This is a topic I don’t see written about very often in the parenting literature, but one that we are currently experiencing – our baby/young toddler has already discovered the joys of self stimulation.
For a while now, he has loved to lean over onto an armchair or sofa. He will rock back and forth a bit and look contented. OK.
Several weeks ago, while friends were in town, he did this with a big pillow on the floor. His lower area rocked more than usual. It looked as though he was making love to the pillow. My childless friend was shocked.
“It’s a comfort mechanism,” Mark explained. Again, I was OK with it.
Back in the day, around 11 months old, River enjoyed touching himself on the potty. I figured it was natural curiosity about that thing hanging down from him. I also remembered reading about a Pacific society in which adults stimulated children by hand, even as babies, because they thought it was pleasurable for them. So I accepted he could be experiencing some pleasure. Mark however was concerned. We settled on letting River do what he wants to his own body in private. When he gets older we’ll teach him the difference between what he can do in private and what he can do in public.
His public display in front of my friends concerned me a bit. In the following weeks, when I put him down to nap or sleep, he’d often head for the stomach-down position, then begin to rock. When I come get him after the nap, he’s often in the same position.
One afternoon, I handed him his sippy cup full of milk as I put him in the crib. He placed it under his lower stomach, then started to rock. When I came back after his nap, it was still there and his little penis was larger than I’d ever seen it. Rocking against the sippy cup was having some effect.
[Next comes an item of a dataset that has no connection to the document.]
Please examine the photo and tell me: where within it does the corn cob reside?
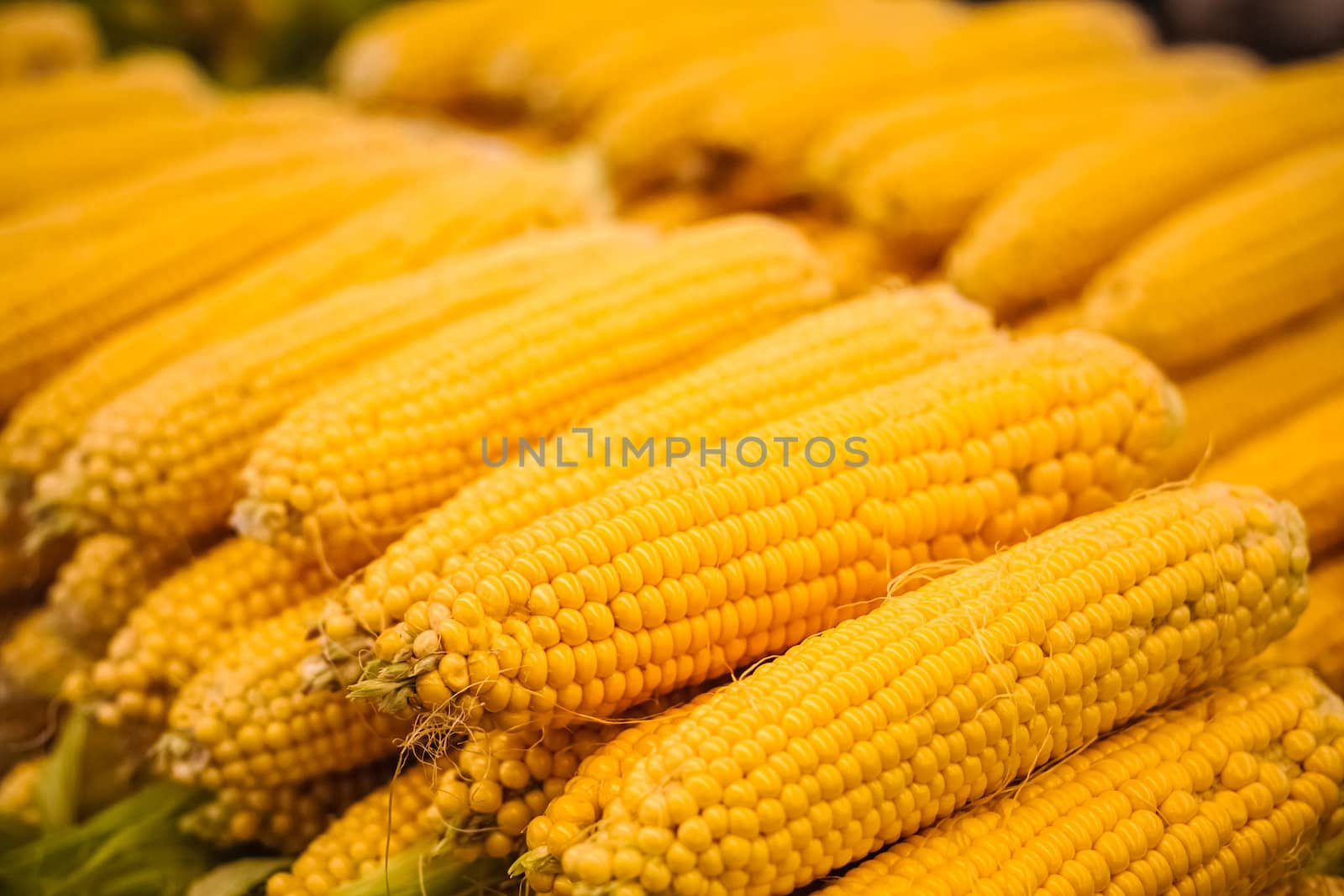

“You should tell the doctor about this at his 18 month appointment,” I suggested to Mark. I wanted to make sure he wasn’t on the road to becoming a sexual predator or some type of freak, though it’s hard to imagine with his ever-mellow and sweet personality. Maybe the “Lock up your daughters” t-shirt my brother gave us as a gift would need to be put to use.
“I’m not going to talk to the doctor about that,” Mark said.
My instinct was that the behavior, however shocking to us, was probably normal. Yet, I felt it was important to be open about it. If it was something to hide, then that made it shameful. I admit, I worried that people would think perhaps he’d seen something he shouldn’t have (he hasn’t).
So when my parents came to visit and my mother, a former nurse, mentioned how a cousin’s autistic child flaps when he seeks comfort, I mentioned over the dinner table that River likes to hump pillows, furniture and sippy cups.
“You’re going to talk about that?” Mark asked, surprised. But my mother was unphased. I liked her clinical terms. “Self-stimulating behavior can often start in babies this young,” she said. “It is pleasurable to them.”
This makes us feel better and it’s just a needed reminder that he’s a mammal like we all are. Nonetheless, sometimes we are caught off guard. The other evening, Mark put River down to sleep.
“River went down easily,” he told me afterwards. “But after I closed the door, there were disturbing noises coming from his room.”
I thought he was in some kind of pain. But Mark explained that they were more like grunts, of pleasure.
“I had expected him to wait until he was a teenager,” Mark said, with a resigned smile.
It would be interesting to hear other people’s experience with their children’s early sexuality. How do you react to your children stimulating themselves? Does the interest and the activity go through phases?